I remember sitting in my grandmother's kitchen when I was about five years old. Two unnamed relatives came by to visit around ten on a Saturday morning. "He's still here!? Why do you always have him? He ain't your responsibility. If she didn't want any kids then she shouldn't have had him." I wish I could say that I overheard this conversation, but that would imply that the people saying this weren't standing five feet in front of me. My family never really was big on feelings.
No sooner than I could feel like shit, my grandmother revealed the big S on her chest and said, "Don't come in here talking that shit to me because I don't want to hear it. It ain't none of your damned business why he's over here. Ain't nobody ask you to keep him. I keep him because I WANT to and you if you don't like it you can get your ass out my house." (Self-esteem returning to normal)
There were many people who made me feel like I was in the way growing up, but my grandmother wasn't one of them. No matter what her plans were, I never felt like anything was more important than me. If she had something to do, then I just tagged along. Walking thirty blocks to pay the light bill? I'm going too. Sitting in choir rehearsal for 40 days and 40 nights. Me (and my transformers) too. And if she wanted to go see a movie starring "that man, uh, what his name...with all the moles on his face...Morgan Freeman!" then she wasn't gonna let a little thing like 1st Grade stop me from going with her to see Lean On Me too.
To be honest, I think a lot of my personality can be attributed to her, which is a sweet thing to say as a 31 year old. When I was 8, but still acted like this, well that was something entirely different. "You shouldn't say stuff like that around that boy. He's old enough to understand you." Her church friends always worried that my developing mind would be warped by their blunt and totally-inappropriate-for-church conversations. I knew who was sleeping with who, who was "on that stuff," and who her entire pew of cohorts felt could and could not preach "to save their damned life." But as my grandmother often retorted, "He ain't stupid enough to repeat it.
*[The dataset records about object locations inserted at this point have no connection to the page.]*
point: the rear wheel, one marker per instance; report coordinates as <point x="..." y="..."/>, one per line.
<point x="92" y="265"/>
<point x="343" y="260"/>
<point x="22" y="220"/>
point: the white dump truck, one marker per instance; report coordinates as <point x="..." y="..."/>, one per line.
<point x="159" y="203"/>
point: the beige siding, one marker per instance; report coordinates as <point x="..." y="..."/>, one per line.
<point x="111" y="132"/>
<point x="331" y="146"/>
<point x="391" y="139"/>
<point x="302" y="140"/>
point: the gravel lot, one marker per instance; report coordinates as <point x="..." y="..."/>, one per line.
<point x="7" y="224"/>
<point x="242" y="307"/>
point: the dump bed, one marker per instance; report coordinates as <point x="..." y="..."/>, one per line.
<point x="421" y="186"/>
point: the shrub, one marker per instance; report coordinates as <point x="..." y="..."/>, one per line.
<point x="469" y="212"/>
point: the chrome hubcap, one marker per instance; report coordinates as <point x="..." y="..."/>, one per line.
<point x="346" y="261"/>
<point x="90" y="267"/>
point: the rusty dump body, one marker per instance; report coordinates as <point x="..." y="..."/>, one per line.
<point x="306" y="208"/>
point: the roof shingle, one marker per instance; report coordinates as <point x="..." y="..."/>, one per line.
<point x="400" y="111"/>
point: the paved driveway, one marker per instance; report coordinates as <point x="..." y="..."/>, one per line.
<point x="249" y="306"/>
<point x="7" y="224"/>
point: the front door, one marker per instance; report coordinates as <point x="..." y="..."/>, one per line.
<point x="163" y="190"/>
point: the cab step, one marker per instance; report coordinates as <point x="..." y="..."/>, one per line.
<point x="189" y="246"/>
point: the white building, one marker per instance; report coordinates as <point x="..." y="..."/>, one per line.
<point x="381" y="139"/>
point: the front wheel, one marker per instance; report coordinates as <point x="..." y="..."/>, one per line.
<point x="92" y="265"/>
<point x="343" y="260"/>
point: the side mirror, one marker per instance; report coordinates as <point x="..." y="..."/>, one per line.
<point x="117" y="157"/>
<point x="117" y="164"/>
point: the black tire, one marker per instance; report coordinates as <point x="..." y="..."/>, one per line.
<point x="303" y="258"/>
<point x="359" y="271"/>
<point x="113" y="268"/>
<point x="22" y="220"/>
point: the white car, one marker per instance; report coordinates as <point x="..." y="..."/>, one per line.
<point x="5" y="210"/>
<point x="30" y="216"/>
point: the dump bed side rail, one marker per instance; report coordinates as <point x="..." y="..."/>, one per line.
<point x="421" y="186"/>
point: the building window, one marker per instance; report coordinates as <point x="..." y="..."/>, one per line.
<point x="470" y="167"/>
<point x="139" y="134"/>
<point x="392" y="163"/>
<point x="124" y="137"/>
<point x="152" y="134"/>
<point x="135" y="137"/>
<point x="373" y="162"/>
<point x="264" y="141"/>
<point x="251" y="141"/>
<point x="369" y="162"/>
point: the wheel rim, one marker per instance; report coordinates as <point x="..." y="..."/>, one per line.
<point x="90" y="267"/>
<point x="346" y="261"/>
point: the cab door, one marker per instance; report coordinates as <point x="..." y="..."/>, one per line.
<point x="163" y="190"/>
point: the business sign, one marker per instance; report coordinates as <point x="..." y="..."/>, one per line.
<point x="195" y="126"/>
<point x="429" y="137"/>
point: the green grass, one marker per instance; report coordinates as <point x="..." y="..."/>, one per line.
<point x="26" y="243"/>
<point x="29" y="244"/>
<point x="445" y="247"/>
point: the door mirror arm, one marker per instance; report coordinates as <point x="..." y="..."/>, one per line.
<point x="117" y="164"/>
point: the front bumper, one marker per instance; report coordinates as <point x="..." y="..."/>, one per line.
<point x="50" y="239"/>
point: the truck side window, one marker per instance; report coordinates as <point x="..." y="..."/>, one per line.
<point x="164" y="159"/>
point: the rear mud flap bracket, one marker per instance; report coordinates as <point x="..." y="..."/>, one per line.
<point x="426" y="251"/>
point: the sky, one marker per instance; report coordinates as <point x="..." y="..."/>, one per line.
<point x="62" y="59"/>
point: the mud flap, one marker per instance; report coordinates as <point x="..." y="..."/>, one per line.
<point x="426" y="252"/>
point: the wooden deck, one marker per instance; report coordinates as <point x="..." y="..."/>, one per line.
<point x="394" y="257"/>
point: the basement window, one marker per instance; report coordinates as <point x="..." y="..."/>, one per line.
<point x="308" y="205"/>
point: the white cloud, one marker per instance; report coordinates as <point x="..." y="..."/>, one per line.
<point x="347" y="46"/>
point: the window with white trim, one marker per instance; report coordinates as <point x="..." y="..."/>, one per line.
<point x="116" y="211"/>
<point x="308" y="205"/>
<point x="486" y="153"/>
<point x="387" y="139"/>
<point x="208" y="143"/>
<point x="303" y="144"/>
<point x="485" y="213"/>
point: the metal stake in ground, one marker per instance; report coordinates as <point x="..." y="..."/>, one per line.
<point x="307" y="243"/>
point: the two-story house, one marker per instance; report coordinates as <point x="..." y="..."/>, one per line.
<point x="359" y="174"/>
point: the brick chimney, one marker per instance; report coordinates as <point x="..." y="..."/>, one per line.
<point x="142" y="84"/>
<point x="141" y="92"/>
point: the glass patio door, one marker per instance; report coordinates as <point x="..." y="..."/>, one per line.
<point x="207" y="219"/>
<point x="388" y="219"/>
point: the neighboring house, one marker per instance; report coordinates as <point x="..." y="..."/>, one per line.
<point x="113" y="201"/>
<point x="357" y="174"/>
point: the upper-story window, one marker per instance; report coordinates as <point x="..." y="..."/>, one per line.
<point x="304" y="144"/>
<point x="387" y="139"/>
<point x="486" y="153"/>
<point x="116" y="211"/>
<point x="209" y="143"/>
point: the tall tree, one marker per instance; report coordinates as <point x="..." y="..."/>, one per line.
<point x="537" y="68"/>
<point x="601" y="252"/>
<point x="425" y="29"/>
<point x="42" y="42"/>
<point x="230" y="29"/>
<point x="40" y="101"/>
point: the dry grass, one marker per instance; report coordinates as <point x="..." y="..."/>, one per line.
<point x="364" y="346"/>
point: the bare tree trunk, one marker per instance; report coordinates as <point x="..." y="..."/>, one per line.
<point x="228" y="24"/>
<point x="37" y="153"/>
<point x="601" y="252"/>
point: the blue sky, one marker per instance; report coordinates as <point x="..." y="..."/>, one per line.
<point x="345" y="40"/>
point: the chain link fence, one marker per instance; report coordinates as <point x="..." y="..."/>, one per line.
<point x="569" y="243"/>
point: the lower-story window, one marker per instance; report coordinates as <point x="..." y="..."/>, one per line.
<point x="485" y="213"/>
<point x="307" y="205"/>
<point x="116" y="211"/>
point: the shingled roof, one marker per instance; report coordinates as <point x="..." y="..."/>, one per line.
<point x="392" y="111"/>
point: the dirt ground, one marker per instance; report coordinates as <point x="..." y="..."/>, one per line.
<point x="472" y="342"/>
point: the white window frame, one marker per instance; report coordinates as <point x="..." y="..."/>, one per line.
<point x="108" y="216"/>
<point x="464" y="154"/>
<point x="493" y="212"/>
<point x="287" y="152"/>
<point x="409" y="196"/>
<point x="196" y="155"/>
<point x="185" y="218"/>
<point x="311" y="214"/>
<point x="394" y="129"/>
It'll be the last breath he ever draws."
As I got older, our roles switched. The same person who taught me to add and subtract was asking me to add up her bills to make sure her math was right. The one who signed my permission slips was now having me look over her mail to see if I could make sense out of what "those people" were saying. And then one day the same person who used to threaten to beat me half to death if I didn't let the doctors give me a shot was now handing me a paper naming me her power of attorney for her own medical issues.
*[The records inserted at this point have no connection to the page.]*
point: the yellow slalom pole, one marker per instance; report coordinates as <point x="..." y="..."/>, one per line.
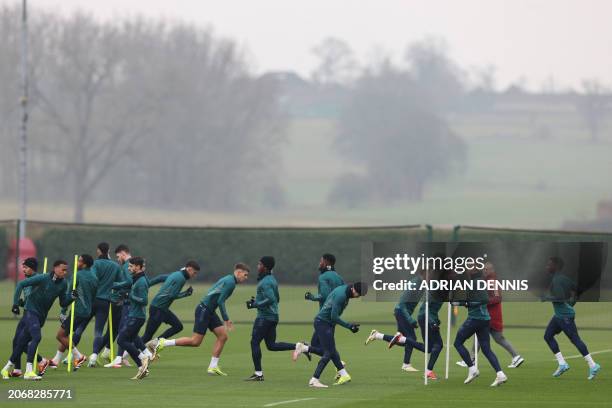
<point x="36" y="355"/>
<point x="110" y="330"/>
<point x="76" y="258"/>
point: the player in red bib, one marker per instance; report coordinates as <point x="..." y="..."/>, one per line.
<point x="496" y="323"/>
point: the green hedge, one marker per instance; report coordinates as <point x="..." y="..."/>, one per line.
<point x="483" y="234"/>
<point x="297" y="251"/>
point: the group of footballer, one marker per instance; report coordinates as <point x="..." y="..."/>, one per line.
<point x="115" y="296"/>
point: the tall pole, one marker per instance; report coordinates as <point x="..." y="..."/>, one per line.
<point x="23" y="148"/>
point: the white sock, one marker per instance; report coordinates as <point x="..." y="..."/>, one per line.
<point x="589" y="360"/>
<point x="560" y="358"/>
<point x="58" y="357"/>
<point x="214" y="361"/>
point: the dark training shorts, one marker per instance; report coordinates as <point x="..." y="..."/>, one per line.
<point x="205" y="319"/>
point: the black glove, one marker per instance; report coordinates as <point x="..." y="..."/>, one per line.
<point x="251" y="303"/>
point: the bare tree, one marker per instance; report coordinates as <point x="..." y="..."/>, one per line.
<point x="140" y="111"/>
<point x="393" y="128"/>
<point x="336" y="62"/>
<point x="594" y="106"/>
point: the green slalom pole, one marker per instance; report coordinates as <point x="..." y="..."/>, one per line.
<point x="36" y="355"/>
<point x="76" y="258"/>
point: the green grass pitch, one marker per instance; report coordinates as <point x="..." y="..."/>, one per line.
<point x="179" y="378"/>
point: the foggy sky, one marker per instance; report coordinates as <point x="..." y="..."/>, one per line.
<point x="567" y="39"/>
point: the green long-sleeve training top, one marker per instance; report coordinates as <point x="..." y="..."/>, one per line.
<point x="409" y="300"/>
<point x="477" y="300"/>
<point x="562" y="290"/>
<point x="267" y="298"/>
<point x="139" y="296"/>
<point x="120" y="292"/>
<point x="87" y="287"/>
<point x="171" y="290"/>
<point x="27" y="290"/>
<point x="108" y="272"/>
<point x="45" y="289"/>
<point x="434" y="309"/>
<point x="219" y="293"/>
<point x="334" y="305"/>
<point x="328" y="281"/>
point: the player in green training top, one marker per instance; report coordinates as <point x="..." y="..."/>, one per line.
<point x="264" y="327"/>
<point x="28" y="267"/>
<point x="87" y="285"/>
<point x="108" y="272"/>
<point x="405" y="323"/>
<point x="477" y="324"/>
<point x="206" y="318"/>
<point x="329" y="280"/>
<point x="325" y="327"/>
<point x="45" y="289"/>
<point x="563" y="297"/>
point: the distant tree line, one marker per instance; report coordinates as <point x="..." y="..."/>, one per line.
<point x="146" y="113"/>
<point x="138" y="112"/>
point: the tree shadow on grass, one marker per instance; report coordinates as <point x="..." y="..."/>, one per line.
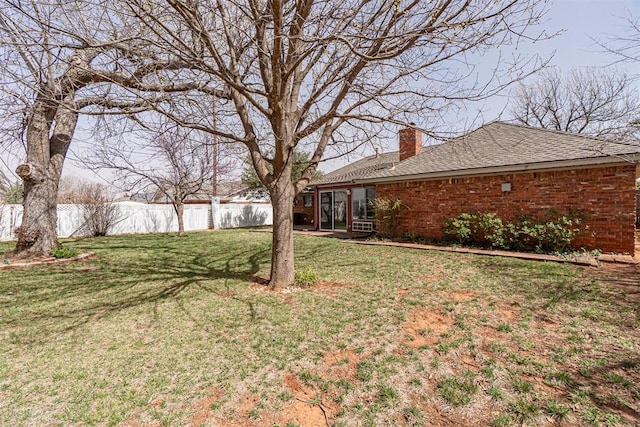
<point x="61" y="299"/>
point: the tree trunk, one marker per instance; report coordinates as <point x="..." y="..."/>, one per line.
<point x="37" y="235"/>
<point x="180" y="214"/>
<point x="50" y="126"/>
<point x="282" y="265"/>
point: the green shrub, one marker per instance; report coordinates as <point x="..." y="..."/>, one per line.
<point x="305" y="278"/>
<point x="387" y="215"/>
<point x="62" y="252"/>
<point x="555" y="232"/>
<point x="459" y="228"/>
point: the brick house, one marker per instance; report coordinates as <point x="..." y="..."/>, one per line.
<point x="499" y="167"/>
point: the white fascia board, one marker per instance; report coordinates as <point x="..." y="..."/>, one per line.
<point x="501" y="170"/>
Instead of a shot to make her better, she's entrusting me to have the strength to do what she thinks her own children won't be able to do: pull the plug. Anybody else's grandmother would've had a heartfelt speech prepared. Not mine. "I'm giving it to you to do, because the rest of 'em are too fool to do it. I don't want them sittin up around me crying like a bunch of fools. Just let me die and move on." People who don't know me very well assume I have no emotions. Maybe now they understand what it was like growing up in Sparta.
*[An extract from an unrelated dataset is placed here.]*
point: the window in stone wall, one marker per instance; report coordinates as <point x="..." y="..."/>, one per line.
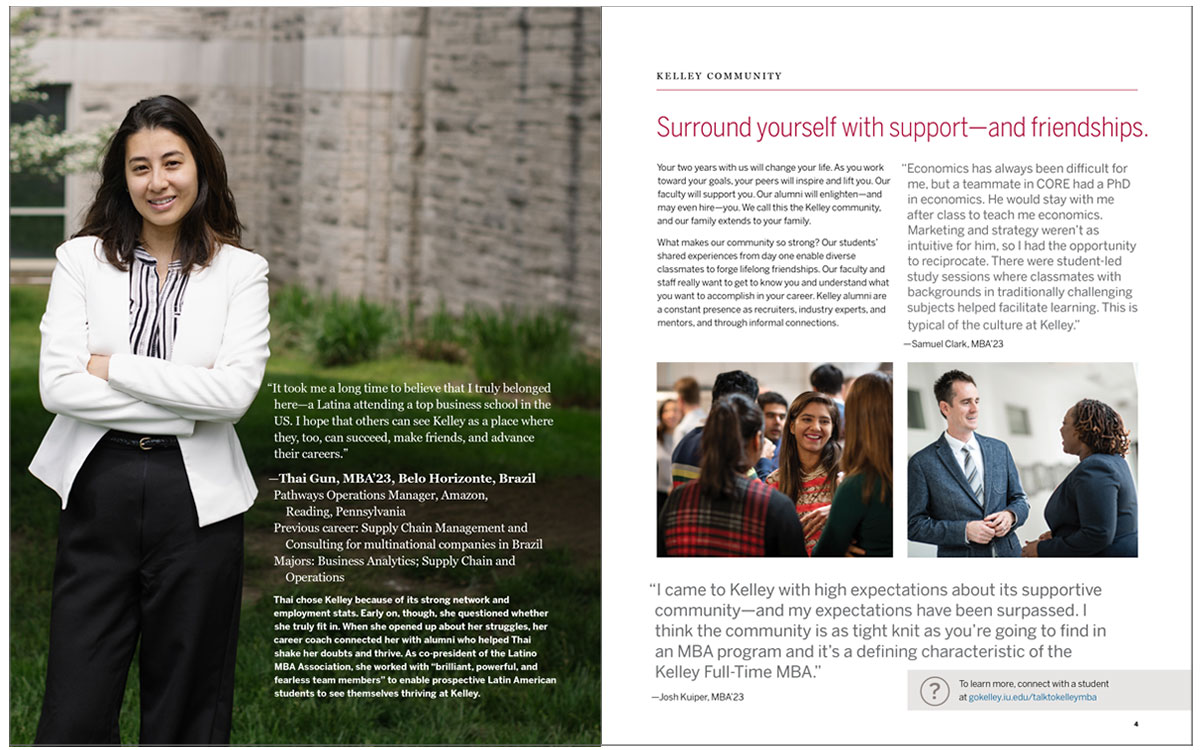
<point x="37" y="204"/>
So now here we are about two years later. Things aren't looking too good, and I've spent the last couple of days repeating to doctors, nurses, their witnesses and my family, my grandmother's wishes. Of course, in the moment, no one hears what she wants. They hear what I'm saying. Telling someone not to even try to revive a person if their heart stops is hard to hear. Telling them not to use a ventilator and to let them suffocate to death is also hard to hear. But trust me, as hard as it is to hear, it pales in comparison to what it feels like to say it.
So in 2013, yet again, as it was with my marriage it is with my grandmother...I love a woman so much that I have to be willing to let her go.